An oral decongestant like pseudoephedrine (Sudafed) also helps. A clinical trial found that taking 120 mg of pseudoephedrine at least 30 minutes before departure significantly reduced ear pain in adults who regularly experienced barotrauma while flying. Because oral decongestants take longer to kick in, take it before the flight rather than mid-air. Avoid using decongestant nasal sprays for more than three consecutive days, as they can cause rebound congestion that leaves you more stuffed up than before.

Do Pressure-Filtering Earplugs Work?

Several brands sell earplugs marketed specifically for flying, claiming they slow the rate of pressure change reaching your eardrum. The evidence is not encouraging. A controlled study comparing pressure-equalizing earplugs to placebo earplugs found no difference in middle ear pressure changes after descent from cruising altitude. Ears wearing the active earplugs actually scored worse on clinical examination than those wearing the placebo. The earplugs did reduce noise, which some passengers appreciated, but they did not prevent barotrauma. Your money is better spent on a pack of gum.

Keeping Babies and Young Children Comfortable

Young children can’t follow instructions to swallow on command or perform a Valsalva maneuver, so you need to trigger swallowing for them. Breastfeeding or offering a bottle during takeoff and descent works well because sucking and swallowing happen continuously. A pacifier serves the same purpose if your child isn’t hungry. Keep the baby sitting upright while drinking from a bottle to avoid fluid backing up into the ear.

One important detail: try to keep your child awake during takeoff and landing. During sleep, we swallow far less often, so the pressure has more time to build without being equalized. If you know your child regularly gets ear pain on flights, giving a dose of children’s acetaminophen or ibuprofen about 30 minutes before takeoff or landing can take the edge off.

What to Do if the Pain Doesn’t Go Away

Mild ear fullness after a flight usually resolves within a few hours as your Eustachian tubes gradually equalize.

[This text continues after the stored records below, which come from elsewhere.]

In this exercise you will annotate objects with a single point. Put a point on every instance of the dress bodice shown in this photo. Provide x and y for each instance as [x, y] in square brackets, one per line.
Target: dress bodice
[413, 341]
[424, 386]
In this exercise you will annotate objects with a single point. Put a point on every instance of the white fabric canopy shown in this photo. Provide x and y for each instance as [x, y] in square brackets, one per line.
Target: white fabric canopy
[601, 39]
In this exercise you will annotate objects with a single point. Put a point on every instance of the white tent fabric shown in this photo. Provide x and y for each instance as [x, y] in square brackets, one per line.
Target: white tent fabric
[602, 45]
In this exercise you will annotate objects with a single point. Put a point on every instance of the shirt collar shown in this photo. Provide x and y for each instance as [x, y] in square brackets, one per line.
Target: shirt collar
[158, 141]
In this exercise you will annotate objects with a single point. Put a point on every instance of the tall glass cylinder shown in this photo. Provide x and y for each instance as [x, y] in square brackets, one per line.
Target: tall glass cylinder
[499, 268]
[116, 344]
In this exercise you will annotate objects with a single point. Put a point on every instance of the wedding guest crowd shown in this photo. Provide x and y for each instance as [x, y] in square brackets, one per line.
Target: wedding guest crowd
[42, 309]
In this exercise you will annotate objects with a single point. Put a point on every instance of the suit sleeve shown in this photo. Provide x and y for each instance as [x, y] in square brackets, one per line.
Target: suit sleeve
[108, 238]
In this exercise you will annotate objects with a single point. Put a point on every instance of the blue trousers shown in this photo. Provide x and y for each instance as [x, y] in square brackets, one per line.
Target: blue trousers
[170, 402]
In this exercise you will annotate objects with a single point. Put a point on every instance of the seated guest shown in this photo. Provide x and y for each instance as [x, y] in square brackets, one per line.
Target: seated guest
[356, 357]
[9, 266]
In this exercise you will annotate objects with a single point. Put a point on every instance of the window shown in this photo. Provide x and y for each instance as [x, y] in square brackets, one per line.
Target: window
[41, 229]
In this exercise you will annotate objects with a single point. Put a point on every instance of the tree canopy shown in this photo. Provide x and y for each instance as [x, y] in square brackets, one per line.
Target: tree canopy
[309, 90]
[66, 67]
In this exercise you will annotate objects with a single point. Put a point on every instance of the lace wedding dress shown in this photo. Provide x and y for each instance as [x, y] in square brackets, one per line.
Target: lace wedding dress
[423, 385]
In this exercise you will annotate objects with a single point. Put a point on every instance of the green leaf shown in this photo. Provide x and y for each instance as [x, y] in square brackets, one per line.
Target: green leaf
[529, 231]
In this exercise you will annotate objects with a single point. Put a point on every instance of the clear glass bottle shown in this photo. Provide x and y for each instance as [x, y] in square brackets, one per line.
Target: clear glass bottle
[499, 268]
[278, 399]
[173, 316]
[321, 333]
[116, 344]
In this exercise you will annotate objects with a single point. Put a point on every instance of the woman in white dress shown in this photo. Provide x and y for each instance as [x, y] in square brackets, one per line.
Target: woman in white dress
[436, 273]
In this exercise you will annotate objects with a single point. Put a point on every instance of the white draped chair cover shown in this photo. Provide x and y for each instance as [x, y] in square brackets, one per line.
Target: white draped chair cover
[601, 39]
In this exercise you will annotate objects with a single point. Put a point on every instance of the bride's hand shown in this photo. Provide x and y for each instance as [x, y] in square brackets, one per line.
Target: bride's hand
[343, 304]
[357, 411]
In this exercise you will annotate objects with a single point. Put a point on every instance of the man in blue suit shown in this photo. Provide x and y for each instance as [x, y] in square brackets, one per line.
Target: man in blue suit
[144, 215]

If the discomfort lingers beyond that, or if you notice drainage or bleeding from the ear, fever, or severe pain, those are signs of possible barotrauma that needs medical attention. In most cases a doctor will find fluid or mild inflammation behind the eardrum that clears on its own, but persistent symptoms occasionally indicate a small tear in the eardrum or fluid buildup that benefits from treatment.